Calendário preventivo automatizado. Sistema envia alerta para supervisor técnico 7 dias antes de manutenção preventiva agendada, abre ordem de serviço, registra execução e gera relatório. Sem alerta automatizado, manutenção preventiva é esquecida no calendário operacional caótico da academia.
Indicadores que aparecem no dashboard. Total de equipamento por categoria. Equipamento em garantia versus fora de garantia. Manutenção preventiva atrasada (alvo: zero). Manutenção corretiva aberta (alvo: queda contínua). Tempo médio de resolução. Custo de manutenção por equipamento. Esses indicadores são insumo direto para a reunião mensal de gestão da unidade.
Operações que ainda não digitalizaram gestão de manutenção descobrem que mais da metade da informação necessária está apenas na cabeça do supervisor técnico. Quando ele sai, conhecimento sai junto. Sistema digital substitui memória individual por registro auditável.
# A decisão prática: implantar programa de manutenção em 90 dias
Migrar de manutenção reativa para programa preventivo estruturado leva 90 dias e três movimentos. Tentar fazer em 30 dias gera documento sem execução. Esticar para 180 dias dilui a mudança.
Mês 1, inventário e baseline. Levantamento completo de todo equipamento da unidade, com número de série, data de aquisição, fabricante, vencimento de garantia, histórico conhecido de manutenção. Cadastro em CMMS ou em planilha estruturada como ponto de partida. Negociação com fabricantes principais (Movement, Hammer Strength, Technogym, Matrix, conforme parque) para contrato de manutenção preventiva.

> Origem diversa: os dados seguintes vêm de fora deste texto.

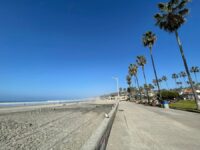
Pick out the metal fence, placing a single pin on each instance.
(98, 140)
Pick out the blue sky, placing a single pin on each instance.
(72, 48)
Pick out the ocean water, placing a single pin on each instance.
(38, 102)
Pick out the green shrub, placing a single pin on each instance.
(169, 95)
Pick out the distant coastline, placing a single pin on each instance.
(39, 102)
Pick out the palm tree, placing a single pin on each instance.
(195, 70)
(133, 68)
(160, 82)
(183, 75)
(120, 90)
(171, 17)
(141, 61)
(128, 79)
(175, 77)
(154, 82)
(179, 83)
(164, 78)
(151, 87)
(149, 39)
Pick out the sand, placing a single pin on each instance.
(59, 126)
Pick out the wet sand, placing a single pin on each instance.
(59, 126)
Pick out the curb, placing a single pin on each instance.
(99, 139)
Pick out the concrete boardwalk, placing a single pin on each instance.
(138, 127)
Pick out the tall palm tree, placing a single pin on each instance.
(160, 83)
(164, 78)
(154, 82)
(151, 87)
(128, 79)
(171, 17)
(195, 70)
(141, 61)
(183, 74)
(133, 69)
(148, 40)
(175, 77)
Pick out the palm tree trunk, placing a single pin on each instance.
(146, 84)
(187, 71)
(196, 77)
(167, 85)
(138, 87)
(154, 69)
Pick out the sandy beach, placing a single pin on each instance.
(58, 126)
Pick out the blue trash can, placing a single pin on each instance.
(165, 104)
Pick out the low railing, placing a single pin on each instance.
(99, 139)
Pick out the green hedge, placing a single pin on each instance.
(169, 95)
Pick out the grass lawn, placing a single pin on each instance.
(184, 105)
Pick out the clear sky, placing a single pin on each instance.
(71, 48)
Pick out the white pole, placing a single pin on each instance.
(117, 81)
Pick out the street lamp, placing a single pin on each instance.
(117, 81)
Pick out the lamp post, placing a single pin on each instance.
(117, 83)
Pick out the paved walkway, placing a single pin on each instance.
(138, 127)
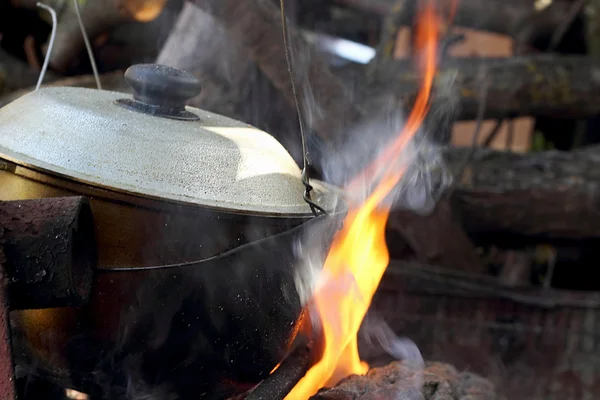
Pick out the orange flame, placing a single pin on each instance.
(359, 256)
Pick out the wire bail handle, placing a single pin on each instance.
(314, 207)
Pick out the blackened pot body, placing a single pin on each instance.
(181, 329)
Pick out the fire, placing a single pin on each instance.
(359, 256)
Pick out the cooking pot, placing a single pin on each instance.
(197, 217)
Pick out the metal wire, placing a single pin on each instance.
(50, 44)
(88, 46)
(314, 207)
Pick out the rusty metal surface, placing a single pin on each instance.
(50, 251)
(533, 344)
(7, 383)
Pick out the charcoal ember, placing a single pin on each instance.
(410, 381)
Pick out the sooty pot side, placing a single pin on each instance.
(221, 324)
(167, 184)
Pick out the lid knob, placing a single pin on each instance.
(161, 90)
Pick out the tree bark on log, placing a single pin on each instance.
(537, 85)
(518, 19)
(232, 84)
(553, 195)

Mês 2, contratos e treinamento. Assinatura de contrato com fabricantes principais. Contratação de supervisor técnico (CLT em academia média, terceirizado em pequena). Treinamento da equipe operacional em inspeção semanal (checklist canônico). Compra de estoque mínimo de peça de desgaste (correia padrão, cabo de aço em comprimento, lubrificante, estofamento).

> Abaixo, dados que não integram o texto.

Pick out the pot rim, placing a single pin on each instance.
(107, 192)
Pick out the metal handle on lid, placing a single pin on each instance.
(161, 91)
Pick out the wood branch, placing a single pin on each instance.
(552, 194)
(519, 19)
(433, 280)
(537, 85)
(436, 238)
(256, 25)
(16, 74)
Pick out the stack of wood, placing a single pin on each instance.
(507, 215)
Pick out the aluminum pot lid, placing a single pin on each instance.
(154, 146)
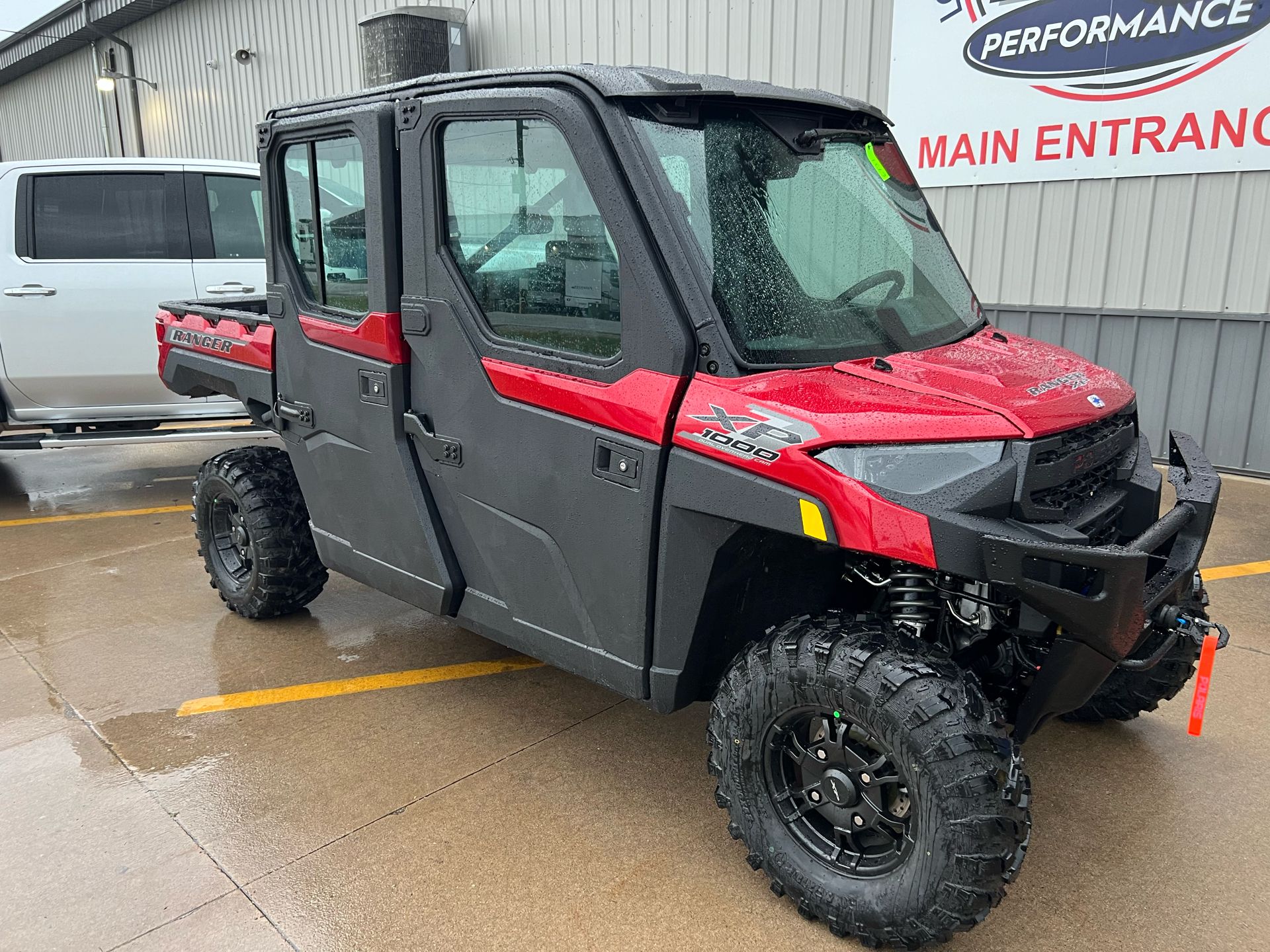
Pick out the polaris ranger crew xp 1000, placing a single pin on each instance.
(673, 382)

Mês 3, execução e ajuste. Primeira ronda completa de manutenção preventiva mensal, com produção de relatório por equipamento. Ajuste de calendário e checklist com base na execução real. Comunicação interna com gerente da unidade e dono da operação sobre indicadores.
Manutenção contínua. Calendário rolante de 12 meses com manutenção preventiva semanal, mensal e anual programada. Revisão semestral do programa com base em incidente e desgaste observado. Revisão anual do orçamento com base em CAPEX e idade do parque.
Investimento total. Contratos com fabricante (R$ 6 mil a R$ 30 mil anuais conforme parque). Salário de supervisor técnico (R$ 3.500 a R$ 6.500 mensais em capital). Estoque inicial de peça (R$ 5 mil a R$ 15 mil). CMMS ou módulo do sistema de gestão (R$ 200 a R$ 800 mensais). Total anual para academia neighborhood média: R$ 60 mil a R$ 130 mil em operação plenamente estruturada.
Retorno. Redução de 50 a 70% em chamado corretivo após 12 meses. Queda de incidente de segurança envolvendo falha técnica para próximo de zero. Extensão de vida útil do parque em 2 a 4 anos. Melhoria de NPS em itens relacionados à manutenção (esteira nova, cabo bom, equipamento sem ruído).
Operações que tratam manutenção como problema a resolver quando aparecer pagam o custo em forma de crise. Operações que tratam manutenção como item permanente do orçamento, com programa estruturado, supervisor técnico, contrato com fabricante e CMMS, capturam previsibilidade que diferencia academia profissional de academia improvisada.